County has been too generous an employer

As it should be, the Kitsap County budget is a major topic in the campaigns of candidates for county commissioner.

Since 2007, the commissioners have been working to balance the budget without depleting the general fund reserves as revenue has declined from its peak.

There is no end in sight yet.

Revenues have yet to begin growing after the real estate bubble burst and a recession followed.

The process so far has been like a person on a treadmill — briskly walking just to stay in one place.

Each stride was a reduction in projected spending, a diversion of funds from one use to another, or a cut in employee hours or positions.

One other way to avoid falling backwards off the treadmill is to increase taxes and have the extra revenue act as one or more strides, but the commissioners have not yet asked for a tax increase.

Even after revenues begin to rise with the economy — whenever this finally occurs — the treadmill will still be moving.

Think of the treadmill’s speed as the rate of spending increase needed to keep up absent a reduction.

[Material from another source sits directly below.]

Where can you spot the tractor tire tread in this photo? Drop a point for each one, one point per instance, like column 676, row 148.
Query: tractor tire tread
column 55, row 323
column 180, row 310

Having been on this treadmill for over three years, incumbent Josh Brown appears to understand the nature of the problem.

His challengers also seem to grasp at least some aspects of it.

When Brown says that the county’s costs as an employer were rising too fast to be sustained with available revenues even before the recession hit, he appears to be right.

Decisions made years ago made the rate of increase in total employee compensation too great to be met by county revenues.

In 1998 the county commissioners substantially increased the medical insurance benefits that are part of total employee compensation.

Once this greater medical insurance benefit was given, it became an expected part of compensation even when the county’s cost to provide it rose faster than revenues.

The share of medical insurance premiums paid by county government has been and still is greater than that paid by the federal and state governments for their civilian employees.

This has to change, if the county is to bring its costs as employer into line with its revenues.

Collective bargaining agreements between the county and employee unions have customarily required a “cost of living adjustment” that can be greater than the rate of inflation.

When inflation disappeared because of the recession, one might expect that the county’s contractual obligation would not include a COLA, but it did.

Obligated to pay more even in the absence of inflation and despite declining revenue, the county had to negotiate modifications to the collective bargaining agreements to balance the budget.

Pay raises that come at regular intervals in an employee’s career can be a good idea, since they tend to retain experienced employees.

If higher productivity comes with experience, more can be done without hiring more people.

But if these “step” increases play a part in causing the county’s total costs as employer to rise faster than revenues, then something has to give.

With an operation the size of county government, the rate of increase in the average cost per employee ought to be near the rate of inflation over the long term — but it hasn’t been and won’t be unless changes are made.

We could all benefit from informed and thoughtful discussion of compensation issues, since this is the biggest part of the county’s general fund budget.

It won’t be easy for the candidates to resist the temptation to descend into demagoguery, and there will likely be some flak coming from the employees themselves.

For county employees, their compensation is an unavoidably personal issue so a dispassionate attitude would be really hard to maintain.

For the commissioner candidates, it’s an important aspect of county business, and we need to know which one can best handle it reasonably and dispassionately.

Bob Meadows is a Port Orchard resident.